Sono innumerevoli le interpretazioni che vengono date sui passi oscuri e ambigui, sugli errori, le incoerenze e le assurdità che si trovano nella Bibbia (e in particolare nella Genesi, il primo libro), che la Chiesa cattolica si ostina a definire Parola di Dio, che l’ha “dettata” (da dove e in quale veste non si sa) “come un capo d’azienda va dettando una lettera alla sua segretaria” (Edizioni Paoline 1958).

È inutile e puerile che la Chiesa se la cavi dicendo che “le Scritture dicono così”. Sono andato su Internet in cui la nostra Chiesa spadroneggia a tutto spiano per trovare qualcosa da inserire in questa sintesi del libro. Ma i suoi discorsi, i suoi commenti e le sue interpretazioni non risolvono niente, possono andar bene per gl’ingenui, per i poveri di spirito, tanto esaltati da Cristo, perché coi suoi insegnamenti vedranno Dio sulla Terra stessa, prima che in Paradiso, perché imbevuti delle chiacchiere della Chiesa e degli imperativi categorici di Saulo di Tarso, fondatore “casuale” del Cristianesimo, del quale ho già parlato altrove: “Bisogna credere per fede” e “Tutta la logica di questo mondo è stoltezza di fronte a Dio”.
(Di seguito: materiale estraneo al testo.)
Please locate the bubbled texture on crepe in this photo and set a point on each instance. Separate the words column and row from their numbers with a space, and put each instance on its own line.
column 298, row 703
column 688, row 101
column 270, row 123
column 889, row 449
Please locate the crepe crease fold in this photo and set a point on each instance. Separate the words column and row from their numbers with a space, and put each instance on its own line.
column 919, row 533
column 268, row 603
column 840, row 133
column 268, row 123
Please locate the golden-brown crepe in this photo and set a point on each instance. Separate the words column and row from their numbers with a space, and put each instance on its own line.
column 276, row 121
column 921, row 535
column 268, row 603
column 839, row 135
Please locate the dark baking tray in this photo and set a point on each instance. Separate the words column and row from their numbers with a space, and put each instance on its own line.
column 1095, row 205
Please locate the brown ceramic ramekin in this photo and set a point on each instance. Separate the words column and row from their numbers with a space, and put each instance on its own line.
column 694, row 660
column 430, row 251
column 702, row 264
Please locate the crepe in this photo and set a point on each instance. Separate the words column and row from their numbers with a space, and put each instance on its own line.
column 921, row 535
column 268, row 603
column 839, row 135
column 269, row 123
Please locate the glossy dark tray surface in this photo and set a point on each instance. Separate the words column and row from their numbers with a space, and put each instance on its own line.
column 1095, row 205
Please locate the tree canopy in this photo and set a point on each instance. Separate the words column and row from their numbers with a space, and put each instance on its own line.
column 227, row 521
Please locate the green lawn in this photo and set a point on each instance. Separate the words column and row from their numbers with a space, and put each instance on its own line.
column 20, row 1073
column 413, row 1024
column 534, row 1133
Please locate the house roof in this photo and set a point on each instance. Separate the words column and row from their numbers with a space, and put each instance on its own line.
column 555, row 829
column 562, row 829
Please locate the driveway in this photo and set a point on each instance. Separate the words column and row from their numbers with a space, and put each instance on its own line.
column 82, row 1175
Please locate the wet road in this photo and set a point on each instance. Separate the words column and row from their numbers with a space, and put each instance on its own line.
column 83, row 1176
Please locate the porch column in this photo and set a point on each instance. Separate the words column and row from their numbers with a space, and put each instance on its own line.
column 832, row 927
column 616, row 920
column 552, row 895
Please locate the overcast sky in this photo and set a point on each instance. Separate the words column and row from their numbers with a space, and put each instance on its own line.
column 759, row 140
Galileo Galilei, un grande scienziato, scrisse numerose lettere anche alla Chiesa sull’opportunità o meno di utilizzare le sacre Scritture, dicendo che l’immagine di Dio è un concetto e una dottrina teologica nel giudaismo e nel cristianesimo. Si tratta di un aspetto fondativo della fede giudaico-cristiana per quanto riguarda la comprensione fondamentale della natura umana. Deriva dal testo principale di Genesi 1:27, che recita: “Dio creò l’uomo a sua immagine, lo creò a immagine di Dio; maschio e femmina li creò”. Il significato esatto della frase è stato dibattuto per millenni. Seguendo la tradizione, un certo numero di studiosi ebrei sostenevano che essere fatti a immagine di Dio non significa che Dio possieda caratteristiche umane, ma piuttosto il contrario: che l’affermazione è un linguaggio figurato per indicare che Dio conferisce onore speciale al genere umano, che non ha conferito al resto della creazione.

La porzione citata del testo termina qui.